Hours after WikiLeaks founder Julian Assange was arrested at the Ecuadorian embassy in London on charges that he conspired with whistleblower Chelsea Manning to hack government computers, President Donald Trump offered a take that, naturally, contradicts his past statements.

“I know nothing about WikiLeaks. It’s not my thing," he said. "I've been seeing what's happened with Assange, and that will be a determination. I would imagine mostly by the attorney general, who is doing an excellent job. So he'll be making a determination. I know nothing really about him. That's not my deal in life. I don't really have an opinion."


The president's own statements show otherwise. The Trump Twitter archive shows that Trump mentioned WikiLeaks 141 times in the month leading up to the 2016 presidential election. And two years ago at a campaign rally in Wilkes-Barre, Pennsylvania, he actually said "WikiLeaks. I love WikiLeaks."

People (journalists particularly) haven't stopped reminding the president––who's been known to contradict himself on a daily basis––of what he once said, either.

Here are just a few of the moments during the 2016 campaign when Trump proclaimed to "love" WikiLeaks:

During the 2016 presidential campaign, Trump praised WikiLeaks for its role in disseminating material stolen from the servers of the Democratic National Committee and Clinton campaign. In July 2016, Trump went so far as to invite Russia to hack Hillary Clinton’s emails, asking the Kremlin to find “the 30,000 emails that are missing” from the personal server she used during her tenure as Secretary of State.

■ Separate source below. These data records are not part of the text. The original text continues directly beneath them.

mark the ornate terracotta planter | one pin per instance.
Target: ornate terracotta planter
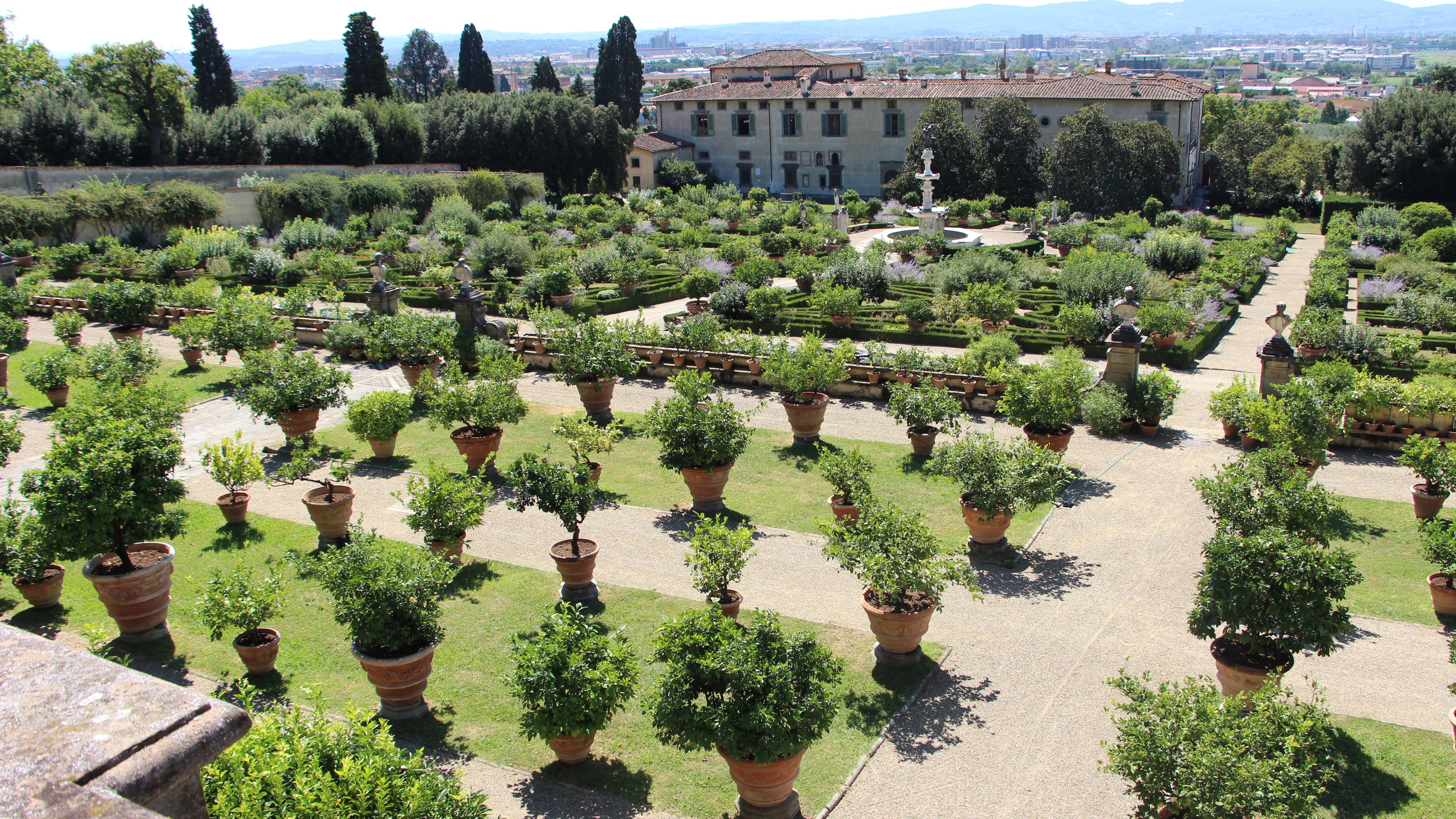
(139, 600)
(47, 592)
(233, 506)
(260, 659)
(807, 419)
(476, 450)
(763, 786)
(897, 633)
(399, 682)
(331, 518)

Trump's denials are meritless when we consider that Roger Stone,  the president's longtime former political adviser, was arrested in January as part of the special counsel investigation over his communications with WikiLeaks.

Additionally, Donald Trump Jr., the president’s oldest son, released exchanges he had with the WikiLeaks Twitter account via direct messages during the 2016 presidential campaign after The Atlantic first reported on the correspondence.

The messages, The Atlantic pointed out, “are part of a long—and largely one-sided—correspondence between WikiLeaks and the president’s son that continued until at least July 2017” and suggest WikiLeaks, “a radical transparency organization that the American intelligence community believes was chosen by the Russian government to disseminate the information it had hacked, actively soliciting Trump Jr.’s cooperation.”

After The Atlantic went public with the messages, Trump Jr. decided to post them to his personal Twitter account. “Here is the entire chain of messages with @wikileaks (with my whopping 3 responses) which one of the congressional committees has chosen to selectively leak,” he wrote. “How ironic!”

Assange was arrested and charged with a single count of conspiracy to hack a classified Defense Department computer. He is accused of conspiring with U.S. Army intelligence analyst Chelsea Manning, then known as Bradley Manning, to obtain a government password and release secret government documents. Manning served a seven-year prison sentence for her role in providing 750,000 classified, or unclassified but sensitive, documents to WikiLeaks, a violation of the Espionage Act.